他接著說道:“李大公子你自己就不留點利了?你少賺一些,就只賺三兩吧。這一擔鹽在市面的售價可就已經快到十八兩了!一斤鹽要一百八十文錢,麵攤上的麵湯也不過是四文而已呀!”
李茂說道:“加價而已,老百姓吃得起!好似六爺您也沒那麼愛民如子吧?您放出去的利錢可比我這起早貪黑賺的利都多!”
“我的錢都是放給商賈的!”
“商賈為了把這份利錢賺回來,最後還不是加到老百姓的身上去了?六爺,您就別糊弄我了。我雖然不知道您從哪裡來找的這位資質如何優良的大富貴人家,一眼就看得出來是世家出身,但我知道,他一定是您的人,就勾著我往上抬價呢!”
劉夢棣聽得李茂把話頭指向了劉瀧,連忙說道:“李大公子,不管你信不信,我真不知道這位貴客今日會來找我。剛剛還因為出了些誤會,差點把我雅間的房門給踹壞了呢。,我真沒想與您抬什麼價!”
“六爺說出這等話來是在與我說,我的價還是出得低了?那就三兩……”
“別再往上抬了!”劉夢棣打斷李茂的話頭,厲聲說道,“你再這般禍害老百姓,將來可是會有報應的!”

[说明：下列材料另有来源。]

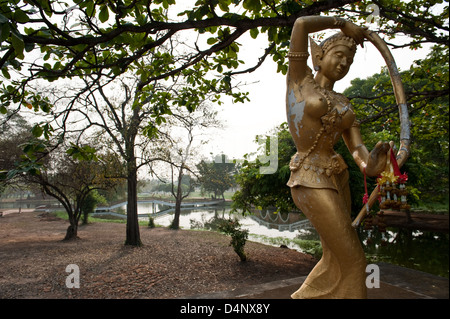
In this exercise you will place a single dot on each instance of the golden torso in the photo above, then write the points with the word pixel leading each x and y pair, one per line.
pixel 316 119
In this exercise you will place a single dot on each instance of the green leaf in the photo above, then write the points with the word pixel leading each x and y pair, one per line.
pixel 104 14
pixel 254 33
pixel 21 16
pixel 17 43
pixel 211 41
pixel 37 130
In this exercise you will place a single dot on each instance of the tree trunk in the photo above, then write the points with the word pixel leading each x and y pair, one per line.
pixel 72 230
pixel 178 199
pixel 133 237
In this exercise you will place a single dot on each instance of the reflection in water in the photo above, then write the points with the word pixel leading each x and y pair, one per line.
pixel 426 251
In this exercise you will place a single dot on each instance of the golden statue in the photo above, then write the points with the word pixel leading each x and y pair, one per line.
pixel 318 117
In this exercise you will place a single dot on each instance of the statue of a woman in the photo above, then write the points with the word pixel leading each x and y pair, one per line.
pixel 317 118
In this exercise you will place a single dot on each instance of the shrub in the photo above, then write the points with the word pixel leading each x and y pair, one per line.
pixel 239 236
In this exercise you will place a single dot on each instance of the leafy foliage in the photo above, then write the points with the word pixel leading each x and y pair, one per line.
pixel 267 190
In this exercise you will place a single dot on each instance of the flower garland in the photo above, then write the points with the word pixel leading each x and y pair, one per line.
pixel 391 186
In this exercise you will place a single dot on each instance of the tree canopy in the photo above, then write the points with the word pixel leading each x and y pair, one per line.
pixel 52 39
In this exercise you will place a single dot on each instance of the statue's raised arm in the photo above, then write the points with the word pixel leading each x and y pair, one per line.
pixel 318 117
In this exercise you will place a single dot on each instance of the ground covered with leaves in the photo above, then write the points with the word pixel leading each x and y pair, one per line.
pixel 170 264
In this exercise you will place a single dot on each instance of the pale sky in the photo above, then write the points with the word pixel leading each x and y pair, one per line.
pixel 266 109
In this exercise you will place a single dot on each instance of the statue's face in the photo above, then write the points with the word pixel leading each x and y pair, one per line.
pixel 336 62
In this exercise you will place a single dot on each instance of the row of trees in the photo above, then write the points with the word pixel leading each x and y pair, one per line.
pixel 76 62
pixel 78 178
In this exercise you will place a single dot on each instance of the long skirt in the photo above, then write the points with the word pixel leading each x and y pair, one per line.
pixel 340 273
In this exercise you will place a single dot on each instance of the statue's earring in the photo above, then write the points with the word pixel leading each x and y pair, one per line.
pixel 316 53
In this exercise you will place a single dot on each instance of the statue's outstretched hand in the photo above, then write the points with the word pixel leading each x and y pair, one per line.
pixel 355 32
pixel 378 159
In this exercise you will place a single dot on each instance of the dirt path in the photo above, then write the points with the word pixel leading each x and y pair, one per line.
pixel 170 264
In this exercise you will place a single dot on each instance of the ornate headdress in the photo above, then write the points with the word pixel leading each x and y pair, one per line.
pixel 318 51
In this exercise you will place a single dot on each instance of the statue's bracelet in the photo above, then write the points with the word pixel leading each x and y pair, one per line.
pixel 298 55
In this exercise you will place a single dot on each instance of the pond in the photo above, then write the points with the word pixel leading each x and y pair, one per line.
pixel 425 251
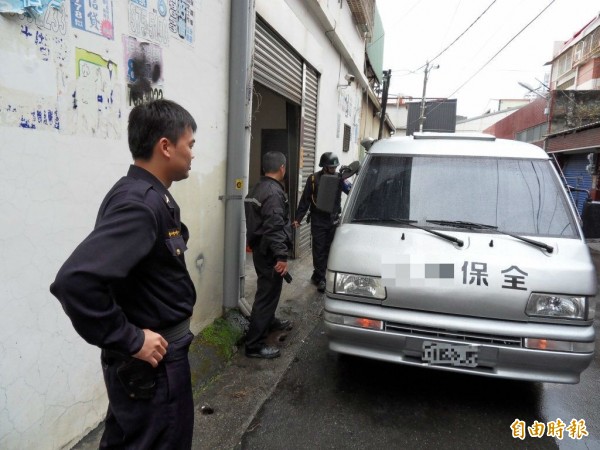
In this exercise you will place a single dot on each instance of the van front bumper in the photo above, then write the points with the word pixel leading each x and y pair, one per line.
pixel 500 345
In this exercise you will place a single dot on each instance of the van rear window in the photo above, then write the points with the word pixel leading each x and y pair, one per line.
pixel 516 195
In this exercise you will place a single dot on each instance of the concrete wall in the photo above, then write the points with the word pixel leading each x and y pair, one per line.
pixel 301 24
pixel 58 161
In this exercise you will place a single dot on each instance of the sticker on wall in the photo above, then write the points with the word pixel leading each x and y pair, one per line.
pixel 93 107
pixel 33 7
pixel 149 22
pixel 144 66
pixel 181 19
pixel 29 90
pixel 93 16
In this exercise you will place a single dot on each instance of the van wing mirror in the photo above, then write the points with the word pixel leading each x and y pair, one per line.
pixel 349 170
pixel 328 190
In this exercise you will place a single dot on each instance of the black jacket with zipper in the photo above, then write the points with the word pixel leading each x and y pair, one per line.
pixel 268 226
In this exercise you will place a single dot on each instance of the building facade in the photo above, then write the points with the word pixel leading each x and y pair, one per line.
pixel 575 110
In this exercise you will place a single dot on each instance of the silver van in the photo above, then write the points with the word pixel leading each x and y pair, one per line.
pixel 462 252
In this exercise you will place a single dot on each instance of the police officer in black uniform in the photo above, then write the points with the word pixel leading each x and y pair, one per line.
pixel 322 224
pixel 126 288
pixel 269 235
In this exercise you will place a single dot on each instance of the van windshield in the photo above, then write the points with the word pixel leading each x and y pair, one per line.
pixel 519 196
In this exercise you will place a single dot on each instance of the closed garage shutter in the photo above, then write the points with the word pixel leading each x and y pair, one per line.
pixel 578 177
pixel 308 147
pixel 275 65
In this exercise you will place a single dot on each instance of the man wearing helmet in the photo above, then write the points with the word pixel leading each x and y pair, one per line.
pixel 322 223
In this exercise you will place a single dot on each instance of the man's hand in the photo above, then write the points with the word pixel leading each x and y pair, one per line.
pixel 281 267
pixel 154 348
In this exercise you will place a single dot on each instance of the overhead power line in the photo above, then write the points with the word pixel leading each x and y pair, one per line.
pixel 501 49
pixel 459 36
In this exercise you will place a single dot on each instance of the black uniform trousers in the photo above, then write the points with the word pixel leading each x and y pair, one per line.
pixel 166 421
pixel 268 291
pixel 322 231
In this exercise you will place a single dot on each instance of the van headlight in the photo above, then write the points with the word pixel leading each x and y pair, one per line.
pixel 559 306
pixel 357 285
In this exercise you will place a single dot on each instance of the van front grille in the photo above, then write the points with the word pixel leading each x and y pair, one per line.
pixel 440 333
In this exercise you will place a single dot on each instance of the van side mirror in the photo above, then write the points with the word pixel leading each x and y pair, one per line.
pixel 590 219
pixel 367 143
pixel 349 170
pixel 329 186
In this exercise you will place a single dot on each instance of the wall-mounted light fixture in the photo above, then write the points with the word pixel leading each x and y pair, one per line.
pixel 349 79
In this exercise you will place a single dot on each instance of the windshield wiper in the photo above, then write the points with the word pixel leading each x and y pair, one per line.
pixel 411 223
pixel 481 226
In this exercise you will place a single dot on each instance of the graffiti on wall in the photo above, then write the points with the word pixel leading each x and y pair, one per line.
pixel 93 16
pixel 93 106
pixel 32 7
pixel 181 20
pixel 151 24
pixel 144 66
pixel 29 89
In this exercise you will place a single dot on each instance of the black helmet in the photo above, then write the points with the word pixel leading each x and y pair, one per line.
pixel 329 159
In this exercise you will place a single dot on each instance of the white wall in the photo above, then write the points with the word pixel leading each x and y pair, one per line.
pixel 52 180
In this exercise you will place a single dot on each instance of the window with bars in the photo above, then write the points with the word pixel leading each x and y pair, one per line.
pixel 347 132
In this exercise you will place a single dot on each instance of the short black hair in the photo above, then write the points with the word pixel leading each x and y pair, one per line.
pixel 149 122
pixel 272 161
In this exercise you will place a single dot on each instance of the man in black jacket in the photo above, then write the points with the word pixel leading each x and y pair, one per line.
pixel 126 288
pixel 322 224
pixel 269 235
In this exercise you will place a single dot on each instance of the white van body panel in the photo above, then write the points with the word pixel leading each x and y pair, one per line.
pixel 375 250
pixel 467 296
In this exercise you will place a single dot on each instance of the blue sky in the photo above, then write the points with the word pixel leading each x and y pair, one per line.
pixel 418 30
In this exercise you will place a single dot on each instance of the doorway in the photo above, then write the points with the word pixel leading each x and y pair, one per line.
pixel 275 127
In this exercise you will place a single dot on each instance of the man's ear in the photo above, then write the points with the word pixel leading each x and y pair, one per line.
pixel 164 147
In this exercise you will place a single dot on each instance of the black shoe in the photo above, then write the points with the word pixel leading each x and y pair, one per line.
pixel 314 279
pixel 265 351
pixel 321 286
pixel 280 325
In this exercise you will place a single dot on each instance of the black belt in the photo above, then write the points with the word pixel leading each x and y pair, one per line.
pixel 176 332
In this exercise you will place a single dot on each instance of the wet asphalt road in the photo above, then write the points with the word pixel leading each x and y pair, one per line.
pixel 328 401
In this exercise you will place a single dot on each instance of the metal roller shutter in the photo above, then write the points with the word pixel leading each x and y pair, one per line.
pixel 577 176
pixel 308 146
pixel 275 65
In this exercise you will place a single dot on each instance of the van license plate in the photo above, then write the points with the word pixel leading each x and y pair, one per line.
pixel 437 353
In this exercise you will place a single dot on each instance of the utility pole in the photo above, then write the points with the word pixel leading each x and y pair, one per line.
pixel 387 74
pixel 422 113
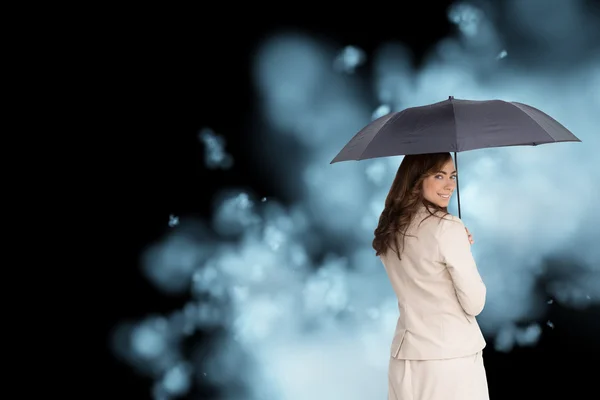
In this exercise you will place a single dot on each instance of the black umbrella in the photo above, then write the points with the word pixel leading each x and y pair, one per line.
pixel 454 125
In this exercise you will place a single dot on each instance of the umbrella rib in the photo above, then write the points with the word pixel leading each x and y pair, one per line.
pixel 380 130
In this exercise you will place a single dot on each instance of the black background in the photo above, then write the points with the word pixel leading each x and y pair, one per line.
pixel 175 74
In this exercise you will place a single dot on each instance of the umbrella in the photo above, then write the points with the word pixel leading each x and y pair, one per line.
pixel 454 125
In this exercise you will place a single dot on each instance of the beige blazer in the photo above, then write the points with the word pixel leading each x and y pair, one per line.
pixel 439 291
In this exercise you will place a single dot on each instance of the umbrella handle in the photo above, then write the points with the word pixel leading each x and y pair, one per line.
pixel 457 187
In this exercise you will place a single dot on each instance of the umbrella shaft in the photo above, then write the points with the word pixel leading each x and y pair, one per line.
pixel 457 187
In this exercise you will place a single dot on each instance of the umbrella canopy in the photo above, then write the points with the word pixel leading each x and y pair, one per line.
pixel 454 125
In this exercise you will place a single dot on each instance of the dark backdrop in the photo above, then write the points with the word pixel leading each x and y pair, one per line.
pixel 174 75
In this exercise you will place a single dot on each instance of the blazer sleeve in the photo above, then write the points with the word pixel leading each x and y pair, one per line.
pixel 455 253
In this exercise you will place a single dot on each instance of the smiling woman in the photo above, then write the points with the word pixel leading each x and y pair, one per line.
pixel 438 188
pixel 436 350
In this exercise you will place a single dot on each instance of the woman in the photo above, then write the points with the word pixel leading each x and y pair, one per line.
pixel 436 351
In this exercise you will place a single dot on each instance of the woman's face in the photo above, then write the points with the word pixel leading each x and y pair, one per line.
pixel 439 187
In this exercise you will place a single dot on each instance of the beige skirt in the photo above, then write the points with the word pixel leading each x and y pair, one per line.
pixel 452 379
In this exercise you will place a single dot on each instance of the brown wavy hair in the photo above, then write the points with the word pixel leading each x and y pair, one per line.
pixel 405 197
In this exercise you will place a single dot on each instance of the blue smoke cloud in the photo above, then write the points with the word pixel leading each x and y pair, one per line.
pixel 304 305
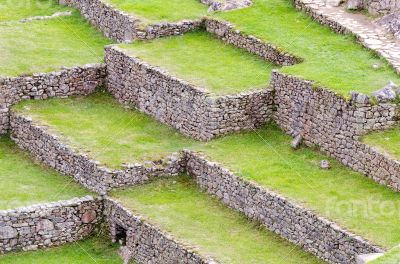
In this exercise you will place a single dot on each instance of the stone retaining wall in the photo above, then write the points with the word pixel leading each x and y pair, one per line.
pixel 146 243
pixel 123 27
pixel 333 123
pixel 227 32
pixel 48 225
pixel 50 150
pixel 191 110
pixel 73 81
pixel 315 234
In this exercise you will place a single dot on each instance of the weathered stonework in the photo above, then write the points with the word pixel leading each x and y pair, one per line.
pixel 147 243
pixel 315 234
pixel 370 35
pixel 191 110
pixel 228 33
pixel 123 27
pixel 334 124
pixel 72 81
pixel 379 7
pixel 47 225
pixel 50 150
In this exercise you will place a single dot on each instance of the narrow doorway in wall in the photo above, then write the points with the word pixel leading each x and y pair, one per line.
pixel 120 235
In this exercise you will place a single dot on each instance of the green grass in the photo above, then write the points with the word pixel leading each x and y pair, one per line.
pixel 17 10
pixel 154 11
pixel 100 126
pixel 93 250
pixel 47 45
pixel 206 62
pixel 23 182
pixel 333 60
pixel 387 141
pixel 177 206
pixel 340 194
pixel 390 257
pixel 113 136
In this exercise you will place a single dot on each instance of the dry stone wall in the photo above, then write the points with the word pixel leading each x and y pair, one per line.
pixel 379 7
pixel 315 234
pixel 72 81
pixel 191 110
pixel 123 27
pixel 51 150
pixel 48 225
pixel 146 243
pixel 334 123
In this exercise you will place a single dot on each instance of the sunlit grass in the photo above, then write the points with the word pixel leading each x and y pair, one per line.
pixel 177 206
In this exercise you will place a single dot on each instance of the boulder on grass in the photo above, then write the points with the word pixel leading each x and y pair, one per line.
pixel 355 4
pixel 387 93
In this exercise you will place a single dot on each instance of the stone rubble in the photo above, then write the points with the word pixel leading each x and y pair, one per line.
pixel 47 225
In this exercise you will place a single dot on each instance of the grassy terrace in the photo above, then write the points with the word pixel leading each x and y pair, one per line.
pixel 46 45
pixel 387 141
pixel 332 60
pixel 264 156
pixel 23 182
pixel 167 10
pixel 177 206
pixel 206 62
pixel 90 251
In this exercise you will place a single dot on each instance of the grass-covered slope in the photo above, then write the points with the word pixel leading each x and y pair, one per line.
pixel 24 182
pixel 45 45
pixel 156 11
pixel 112 135
pixel 333 60
pixel 205 61
pixel 99 125
pixel 177 206
pixel 387 141
pixel 340 194
pixel 94 250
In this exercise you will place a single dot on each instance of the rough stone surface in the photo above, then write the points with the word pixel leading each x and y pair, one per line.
pixel 191 110
pixel 147 243
pixel 123 27
pixel 335 124
pixel 391 22
pixel 50 150
pixel 225 5
pixel 68 82
pixel 315 234
pixel 369 34
pixel 47 225
pixel 387 93
pixel 382 6
pixel 229 34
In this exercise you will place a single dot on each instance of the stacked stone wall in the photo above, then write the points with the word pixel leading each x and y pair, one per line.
pixel 380 7
pixel 334 123
pixel 48 225
pixel 315 234
pixel 73 81
pixel 146 243
pixel 50 150
pixel 123 27
pixel 191 110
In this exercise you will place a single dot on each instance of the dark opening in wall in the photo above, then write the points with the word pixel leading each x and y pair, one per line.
pixel 120 235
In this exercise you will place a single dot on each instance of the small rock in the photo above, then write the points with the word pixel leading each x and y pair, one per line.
pixel 359 98
pixel 387 93
pixel 355 4
pixel 325 164
pixel 334 2
pixel 296 141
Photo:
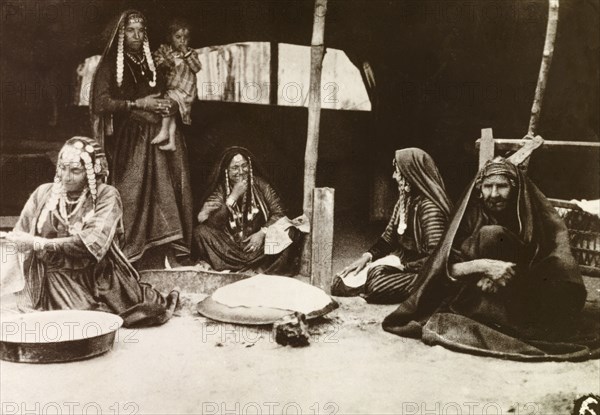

李茂卻是淡然地笑道:“六爺。如若我做生意真就那般過份,戶部那裡早就讓地方衙門把我抬進大牢裡去了。您放心,老百姓現在的鹽價,依舊不過是一百四十五文一斤!我也不是傻子,不可能真把鹽價抬到那麼高,而讓朝廷忌之於我!”
劉瀧眉頭一皺此時才問道:“你就算是一文錢不賺,那也是一百五十文呀,你如何還賠本賣鹽?”
李茂看著劉瀧笑道:“這位長輩,我敬您雍容華貴、修養極深,又大我一些歲數,我敬您一聲前輩,您可別把我剛剛的話往心裡去。您若真的不是六爺請來的,那我還得勸您別要這個鹽了!我不是在威脅您,而是鹽貨這一行您真的玩不轉,會賠死你的!”
劉瀧言道:“你會賠不等於我會賠!”
李茂笑著著說:“我三兩三將這一萬引給收了,不出半個月,關中的鹽引價都得讓我漲到六兩六去,甚至我還想再把它往上抬,抬到七兩!”
劉瀧壓著怒火質問道:“那百姓如何還能吃得起鹽?”
“老百姓吃不起鹽可不是我造成的呀,是朝廷自己把鹽課、鹽引及鹽貨的價給拉動起來的,再加上地方小吏的苛刻與關中世家為斂財而推高的物價,才使得現在的鹽變得這麼貴。再者說了,這也不算是貴,柴周時那才叫作一個貴呢,特別是周昭宗在位時,現在已經是少的了。我不僅無過,我還有功呢!”
“你有什麼功?”
“我可以保證鹽價不漲呀!因為我會持續地放鹽出來!”
劉瀧疑聲問道:“這不可能,你現在是溢價買的鹽引,鹽價就必然會漲!”
“我說了,我不會虧本,會虧本的只有你們這些小鹽商!趁著您還沒入這一行,我勸您退一步吧。您只要鬆一鬆口,回頭我給您送一些好處來。